Guest blog from one of the recognised bodies of the Professional Paralegal Register, The Association of Probate Researchers (APR) on the proposed changes within the probate sector.
These are interesting times for the probate sector, with the government looking to push through its much-publicised fee changes while at the same time introducing a new online application process that has been dogged by controversy virtually from the day it was first mooted.
Proposed reforms will bring an end to the current flat rate of probate fees of £215 (£155 if estates are settled through a solicitor) and the implementation of a six-band sliding scale.
The new system will see people whose estates are valued at between £50,000 and £300,000 pay £250, with fees rising to £750 for estates valued between £300,000 and £500,000, and £2,500 for those worth between £500,000 and £1m. A maximum fee of £6,000 will be levied on those with estates worth more than £2m.
Fees will be capped at no more than 0.5 per cent of the value of an estate and the government suggests that around 80% of estates will pay no more than £750. In addition, the threshold below which no fees are payable will rise from £5,000 to £50,000.
The Ministry of Justice has stressed that additional funds raised will be spent on the courts and tribunal service.
In a written statement it noted: ‘The new banded fee model represents a fair and more progressive way to pay for probate services compared to the current flat fee.’

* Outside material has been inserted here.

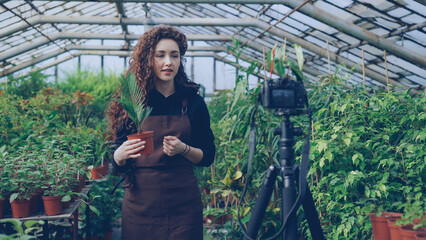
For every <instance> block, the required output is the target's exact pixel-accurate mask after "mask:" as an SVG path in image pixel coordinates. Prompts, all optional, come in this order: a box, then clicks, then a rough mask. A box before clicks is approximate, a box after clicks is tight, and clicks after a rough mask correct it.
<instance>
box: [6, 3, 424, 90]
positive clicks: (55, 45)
mask: <svg viewBox="0 0 426 240" xmlns="http://www.w3.org/2000/svg"><path fill="white" fill-rule="evenodd" d="M304 2H305V1H302V0H284V1H283V0H227V1H224V0H179V1H178V0H149V1H136V0H133V1H132V0H121V1H111V0H97V1H96V2H92V1H89V2H85V1H76V0H72V1H54V2H53V1H2V2H1V3H0V29H1V30H0V77H1V76H5V75H7V74H10V73H12V72H13V71H12V70H13V69H19V68H21V67H22V66H24V65H26V64H27V63H28V62H31V60H34V59H39V60H40V59H43V58H45V59H49V58H52V57H53V56H54V54H52V53H53V52H55V51H58V52H59V50H58V49H61V50H60V51H62V52H66V51H70V50H71V49H67V47H69V46H74V48H75V46H80V45H84V44H85V42H86V41H87V40H88V39H117V40H121V41H122V43H123V44H122V46H121V48H122V49H123V50H125V51H130V49H131V45H132V44H135V41H136V40H137V37H138V36H139V35H140V33H141V32H137V31H138V30H137V29H138V27H139V26H145V27H149V26H151V25H155V24H167V25H174V26H176V27H177V28H179V29H181V31H183V32H184V33H185V34H187V35H188V36H191V35H192V36H195V35H199V36H200V35H204V36H205V38H204V39H206V40H203V39H202V38H203V37H199V38H193V39H191V37H188V39H189V40H190V41H206V43H207V44H208V45H211V46H225V47H226V46H231V47H232V45H233V44H232V41H231V37H230V35H234V36H236V38H238V37H239V38H240V40H241V42H247V41H249V40H252V39H254V38H256V37H257V36H258V35H259V34H261V33H262V31H265V30H267V29H268V28H270V27H271V26H272V25H276V26H275V27H273V28H271V29H269V30H268V31H267V32H266V33H265V34H263V35H262V36H261V37H258V38H256V39H255V40H254V41H253V43H252V44H250V45H249V48H247V49H245V50H244V54H245V55H246V56H247V58H250V59H258V60H260V59H262V48H263V46H264V47H266V48H267V49H270V48H271V47H272V46H273V45H274V43H275V42H277V41H281V42H282V41H283V39H284V38H285V39H287V42H288V49H289V50H290V51H291V50H292V46H291V44H293V43H298V44H300V45H301V46H302V47H303V48H304V53H305V67H304V68H306V69H304V70H305V72H310V73H308V74H309V75H311V76H314V77H315V76H318V75H321V73H322V75H327V74H328V70H327V68H328V67H327V66H328V62H327V58H328V54H330V60H331V61H332V63H331V67H332V68H333V69H336V68H337V67H338V66H337V65H339V64H343V65H345V66H346V70H345V71H351V69H352V70H354V71H355V72H357V73H354V74H353V76H352V78H353V79H352V80H351V81H352V82H359V81H362V78H360V74H361V73H362V67H361V66H362V61H360V58H361V50H363V51H364V52H365V65H366V68H365V73H366V76H367V82H368V83H369V84H376V85H379V86H385V85H386V84H387V82H388V81H389V82H390V83H391V84H394V85H401V86H403V88H416V89H417V90H423V91H424V89H425V85H426V78H425V76H426V70H425V68H426V57H425V56H426V51H425V49H426V48H425V47H426V42H424V39H426V34H425V28H426V26H425V25H426V21H425V16H424V11H423V10H425V9H426V6H425V1H424V0H417V1H413V0H404V1H396V0H379V1H375V2H374V3H372V2H371V1H367V2H366V1H362V2H361V1H358V0H353V1H352V0H347V1H343V2H341V1H337V0H317V1H312V2H311V3H308V4H306V5H304V6H303V7H301V8H300V9H299V10H298V11H297V12H295V13H293V14H291V15H290V16H289V17H288V18H286V19H285V20H284V21H283V22H279V19H281V17H282V16H284V15H285V13H286V12H289V11H290V10H291V9H294V8H297V7H298V6H300V5H301V4H302V3H304ZM5 9H8V10H5ZM330 10H331V11H330ZM331 12H332V13H331ZM24 21H26V22H28V23H25V22H24ZM8 25H10V26H8ZM117 27H118V28H117ZM135 27H136V28H135ZM135 29H136V32H135ZM24 35H25V36H24ZM96 35H97V36H98V37H96ZM108 35H109V36H110V38H108ZM214 35H221V36H226V37H225V38H226V39H221V37H214ZM241 36H244V38H243V37H241ZM326 42H329V45H328V46H327V45H326V44H325V43H326ZM102 44H103V42H102ZM102 44H101V45H102ZM2 45H3V47H1V46H2ZM80 48H90V47H89V46H88V47H83V46H80ZM93 48H97V49H112V48H113V47H108V46H98V47H93ZM117 48H118V47H115V49H117ZM327 48H329V51H327ZM211 49H214V48H211ZM74 50H75V49H74ZM383 50H386V52H387V60H388V61H387V65H388V66H384V57H383ZM79 52H84V51H83V50H79ZM222 52H224V51H222ZM211 53H212V54H214V51H211ZM69 54H70V55H74V54H75V52H69ZM227 54H228V57H225V59H227V60H228V62H229V60H230V59H232V58H233V56H232V55H231V54H230V53H229V51H228V53H227ZM40 55H45V56H40ZM290 55H291V57H292V58H294V54H293V53H291V54H290ZM49 56H50V57H49ZM191 57H197V56H196V54H195V55H191ZM229 57H231V58H229ZM216 59H217V60H220V59H219V58H216ZM33 62H34V61H33ZM224 62H226V61H224ZM24 63H25V64H24ZM34 63H35V62H34ZM385 67H387V68H388V69H389V78H387V77H386V74H387V72H385ZM312 73H315V74H312ZM360 79H361V80H360Z"/></svg>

However, many in the media have not agreed with this assessment and the proposals have come in for considerable criticism, especially as they coincide with the introduction of a controversial online application process.
Rolled out by Her Majesty’s Court and Tribunal Service (HMCTS) in 2017 as part of a £1 billion reform programme, the latter’s stated aim is to make probate simpler and more convenient, remove the need for people to attend a probate registry and swear an oath in person, and make the justice system easier to navigate for all.
Government sources say that take up of the new system has been relatively rapid and point to advantages of security and ease of use.
Under the proposals, “bulk scanning and printing services” will replace work that has traditionally been carried out by people – in this case civil servants – who check whether wills are original before issuing probate.
The Public and Commercial Services Union, some of whose members are now facing an uncertain future, has however reacted with alarm at the plan.
“Thousands of years of experience are being lost,” a union spokesperson commented in March, “We are concerned that the current model of probate is having to change to fit HMCTS proposals for a paperless system, a system that they have not consulted upon, our members maintain is not fit for purpose and threatens the integrity of the grant.”
Neil Fraser, partner at genealogists and international probate researchers Fraser and Fraser, said: “In principle, automating the system makes sense and will make the process simpler for many people. However, it’s important there is a system of checks in place that allows individual cases to be scrutinised.”
“The digitisation process should be extended to cover the entire probate period, with estate accounts being required to be filed at the end of the process.
“Complex estates by their very nature can be challenging to administer and we would strongly advise these are dealt with by a professional. Many members of the public will be unaware that if they make mistakes they could be at risk of facing prosecution for fraud.”
The Association of Probate Researchers
In the context of the current changes faced by the sector, the Association of Probate Researchers (APR) has an important role to play.
The organisation brings regulation to the professional probate research industry, guards against the fraudulent or misguided and ensures beneficiaries receive the best advice at a time of changing realities and regulations.